Examining different cost ratio frameworks for decision rule machine learning algorithms in diagnostic application

Technol Health Care. 2024 Feb 7. doi: 10.3233/THC-231946. Online ahead of print.

Abstract

Background: Artificial Intelligence (AI) plays a pivotal role in the diagnosis of health conditions ranging from general well-being to critical health issues. In the realm of health diagnostics, an often overlooked but critical aspect is the consideration of cost-sensitive learning, a facet that this study prioritizes over the non-invasive nature of the diagnostic process whereas the other standard metrics such as accuracy and sensitivity reflect weakness in error profile.

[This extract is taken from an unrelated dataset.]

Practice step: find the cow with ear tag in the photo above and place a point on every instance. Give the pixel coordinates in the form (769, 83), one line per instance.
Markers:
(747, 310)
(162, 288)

Objective: This research aims to investigate the total cost of misclassification (Total Cost) by decision rule Machine Learning (ML) algorithms implemented in Java platforms such as DecisionTable, JRip, OneR, and PART. An augmented dataset with conjunctiva images along candidates' demographic and anthropometric features under supervised learning is considered with a specific emphasis on cost-sensitive classification.

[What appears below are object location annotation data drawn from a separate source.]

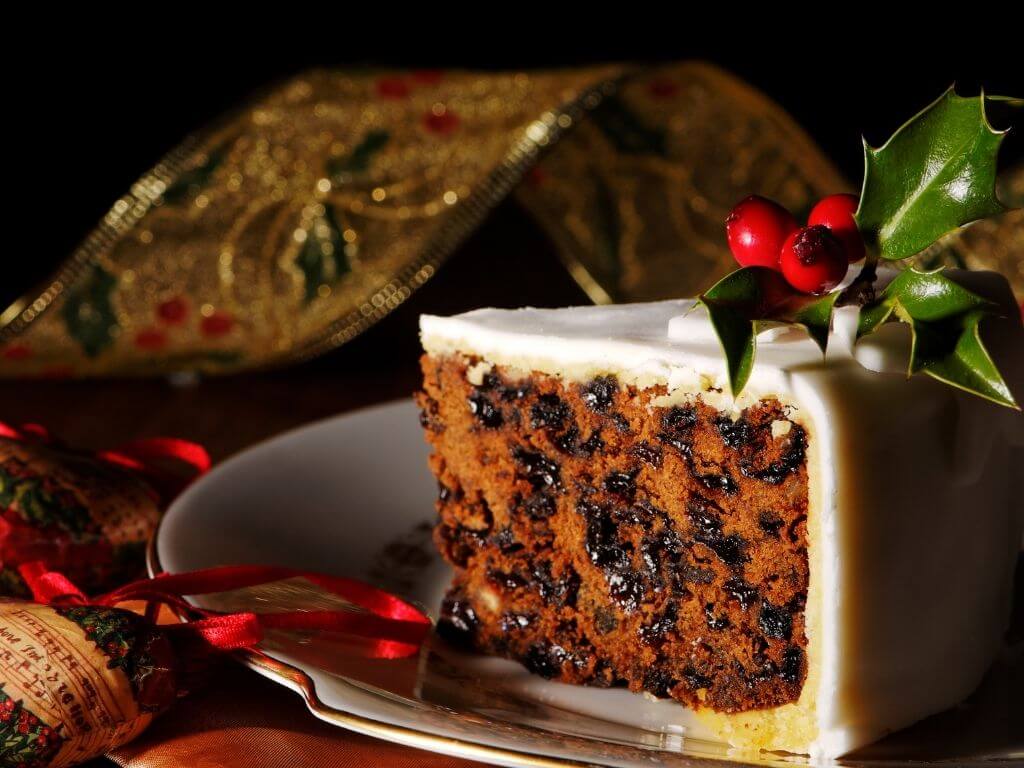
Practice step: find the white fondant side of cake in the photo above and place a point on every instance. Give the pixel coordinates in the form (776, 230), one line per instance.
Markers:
(919, 486)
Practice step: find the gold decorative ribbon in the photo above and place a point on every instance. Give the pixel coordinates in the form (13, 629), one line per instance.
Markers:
(297, 222)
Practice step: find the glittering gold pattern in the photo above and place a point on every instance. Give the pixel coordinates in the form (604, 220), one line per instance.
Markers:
(297, 222)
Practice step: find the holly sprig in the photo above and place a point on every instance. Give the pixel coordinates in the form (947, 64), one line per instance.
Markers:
(935, 174)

Methods: The opted decision rule classifiers use the text features, additionally the image feature 'a* value of CIELAB color space' extracted from the conjunctiva digital images as input attributes. The pre-processing consists of amalgamating text and image features on a uniform scale, normalizing. Then the 10-fold cross-validation enables the classification of samples into two categories: the presence or absence of the anemia. This study utilizes the Cost Ratio (ρ) extracted from the cost matrix to meticulously monitor the Total Cost in four different cost ratio methodologies namely Uniform (U), Uniform Inverted (UI), Non-Uniform (NU), and Non-Uniform Inverted (NUI).

Results: It has been established that the PART classifier stands out as the top performer in this binary classification task, yielding the lowest mean total cost of 629.9 compared to other selected classifiers. Moreover, it demonstrates a comparatively lower standard deviation 335.9, and lower total cost across all four different cost ratio methodologies. The ranking of algorithm performance goes as follows: PART, JRIP, DecisionTable, and OneR.

Conclusion: The significance of adopting a cost-sensitive learning approach is emphasized showing the PART classifier's consistent performance within the proposed framework for learning the anemia dataset. This emphasis on cost-sensitive learning not only enhances the recommendations in diagnosis but also holds the potential for substantial cost savings and makes it a noteworthy focal point in the advancement of AI-driven health care.

Keywords: Cost matrix; DecisionTable; JRip; OneR; PART; cost ratio; cost sensitive classifier; decision rule classifier.